Amusement spread through the circuit, then, accompanying another vision of Klay, but this time in this room and—Silver murbled, the sight echoed and reinforced by Synbe and Rutaren, who were still munching grass against the wall.

Squithy shook herself out of the circuit, and looked up, blinking.

There in the doorway were Tranh and Klay, quiet, respectful of the meeting and her concentration.

Her eyes met Klay’s, and he turned to Tranh, saying something very quiet before he met Squithy’s gaze, his cheeks flushed and his eyes widening as Silver fed his viewpoint into the circuit while he was standing right there, showing him looking intently at her face, and her lips, as if she were something delicious…

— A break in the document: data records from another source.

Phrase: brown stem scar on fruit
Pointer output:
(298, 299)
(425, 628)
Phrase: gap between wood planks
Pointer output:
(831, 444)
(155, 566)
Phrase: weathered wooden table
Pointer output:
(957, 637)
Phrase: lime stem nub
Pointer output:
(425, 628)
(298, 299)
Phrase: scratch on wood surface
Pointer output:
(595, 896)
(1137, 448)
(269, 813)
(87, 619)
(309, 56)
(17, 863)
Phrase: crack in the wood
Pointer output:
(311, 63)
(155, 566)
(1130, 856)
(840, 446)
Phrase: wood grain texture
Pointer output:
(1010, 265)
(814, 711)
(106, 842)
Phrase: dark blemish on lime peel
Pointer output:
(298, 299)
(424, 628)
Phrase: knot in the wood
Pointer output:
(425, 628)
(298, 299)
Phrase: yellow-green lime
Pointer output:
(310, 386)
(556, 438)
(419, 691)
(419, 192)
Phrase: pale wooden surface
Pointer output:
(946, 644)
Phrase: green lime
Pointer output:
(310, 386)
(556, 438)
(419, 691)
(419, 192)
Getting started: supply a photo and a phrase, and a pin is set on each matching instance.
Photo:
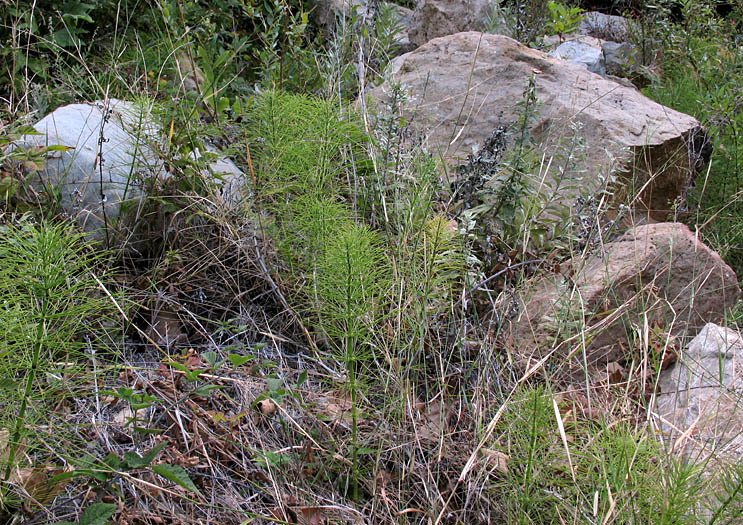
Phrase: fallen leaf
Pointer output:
(435, 417)
(336, 408)
(310, 516)
(124, 416)
(165, 326)
(38, 481)
(266, 407)
(496, 459)
(616, 373)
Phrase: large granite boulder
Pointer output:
(435, 18)
(464, 86)
(112, 155)
(659, 274)
(699, 408)
(583, 54)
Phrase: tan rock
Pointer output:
(435, 18)
(699, 408)
(658, 272)
(463, 86)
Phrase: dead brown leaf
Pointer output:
(165, 326)
(336, 408)
(266, 406)
(435, 418)
(38, 482)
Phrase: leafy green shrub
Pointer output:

“Sorry to interrupt,” Tranh said then, his voice breaking the circuit. Squithy bit her lip as the images went flat, lost depth, and dissipated.

“There’s a crew meeting in one hour. Alt-crew can listen in, which I gather they’ll do anyway; everybody else in the galley. One hour, right, Squith? We’ll need snacks and fresh ’toot.”

She nodded and stood up, feeling the norbears moving away from her ankles, and sad to lose their touch.

“One hour in the galley,” she said. “I’ll do the set-up, Tranh.”

“Good.” He turned—“Take a minute to make sure things are clear here, would you, Klay?”—and was gone.

Klay came further into the room, the norbears making room for him to get next to Squithy.

“That was…amazing,” he said.

“You heard it?” Squithy asked, which—of course Klay had heard it; Klay had heard the norbears from the first.

“I did.” He was close now, and he was smiling, kind of, with one side of his mouth, his eyes wide, and his cheeks still flushed.

“So, the right weather, and the right sun spot, and the right things to eat, did I hear that right?”

“It sounds like what I heard,” Squithy admitted.

“Well, I’m glad they agree. I’ve been looking for the right conditions, but with everything so busy…”

He extended a hand and touched his fingertips to her cheek.

“Warm,” he said, which made it seem right for her to put her fingers against his cheek.

“You, too,” she said, and leaned forward, and Klay did, too, bending some because he was just that much taller than her. Their lips met, and that was fine, Squithy feeling Klay’s hand slip down to her shoulder, and it was more than fine—and then Klay gently pulled away.

“I could do a lot more of that,” he said, breathing hard. “How about you?”

“Yes,” she said. “A lot more. Please.”

He grinned.

“I’ll make that a priority.” His grin twisted a bit, which was him having humor. “Right after the crew meeting.” He leaned down again, and kissed her forehead.

“See you soon,” he said.

With that he was gone, and murbles and small chitters grew around Squithy, the norbears delightedly having taken to mimicking Klay, kissing each other on the forehead while trading replays. Squithy stood as if rooted, her mind accepting the various long-angle visions of their kiss, decided that, yes, she wanted a lot more of that.